This disparity doesn't seem at all in line with the real-life applicability of having a high intelligence.
I'm thinking of offering, in the campaigns I run, intelligence as an alternative to dexterity for initiative rolls, such that players can choose which modifier they'd like to use. It seems obvious that being extraordinarily brilliant would give one a leg up in terms of one's reaction time, and I don't really see any drawbacks to allowing it as an alternative to players. Can you?
I do something along these lines.
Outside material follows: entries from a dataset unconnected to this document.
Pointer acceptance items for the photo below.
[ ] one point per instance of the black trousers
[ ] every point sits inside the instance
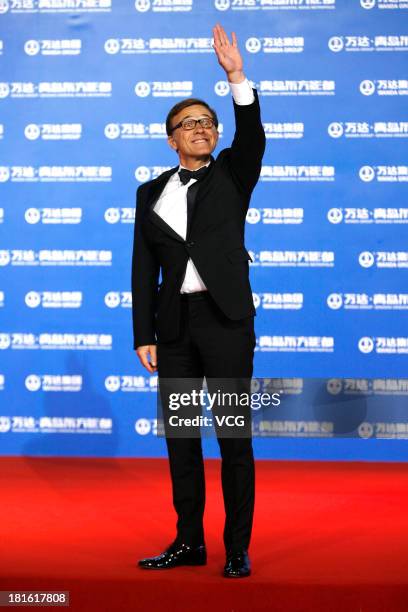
(211, 345)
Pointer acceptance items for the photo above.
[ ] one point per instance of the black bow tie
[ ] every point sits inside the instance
(185, 175)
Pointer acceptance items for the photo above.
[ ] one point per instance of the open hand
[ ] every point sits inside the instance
(228, 54)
Inspired by the AD&D initiative rules and the Speed Factor variant from the 5E DMG, I do this every round:
1.) Declare actions, in order from least intelligent creatures to most intelligent creatures. (I.e. quicker thinkers can decide what to do at the last minute, even after they see what everyone else is doing.)
2.) Roll initiative, using DX modifiers as usual, to see who actually
completes their action first.
3.) Resolve actions.
In practice, step #2 can usually be skipped. Recently, the only time I actually
roll initiative is when step #2 turns out to matter, e.g. "did the drider get his shot off to hit the monk before the barbarian killed him with his 33-HP critical?" But if the drider didn't die, then it just wouldn't matter whether the drider did his 12 HP damage before taking 33 HP of damage.
For the most part this is pretty clean and quick. The one place you have to be careful is to make sure everyone declares their action before announcing the results of their rolls, because the high-int guy shouldn't know whether everyone actually
hits their targets before deciding whether or not to Web--he should just be able to tell what they're
attempting to do.
One additional twist that I added recently: anyone can Hold their action, in which case they decide what to do after everyone else has already resolved their actions. It's not quite the same thing as Readying an action before you're not locked in to a specific action, but the downside is that you automatically lose initiative to everyone who didn't Hold.
I've been using this system for a little over a month now (4 sessions? 5?) and it is working out well. The fact that it gives a reason to not dump intelligence (unless you are playing a straightforward brute who always uses the same strategy) has been mentioned conversationally by my players, but without any apparent resentment, so it probably doesn't make Int overpowered.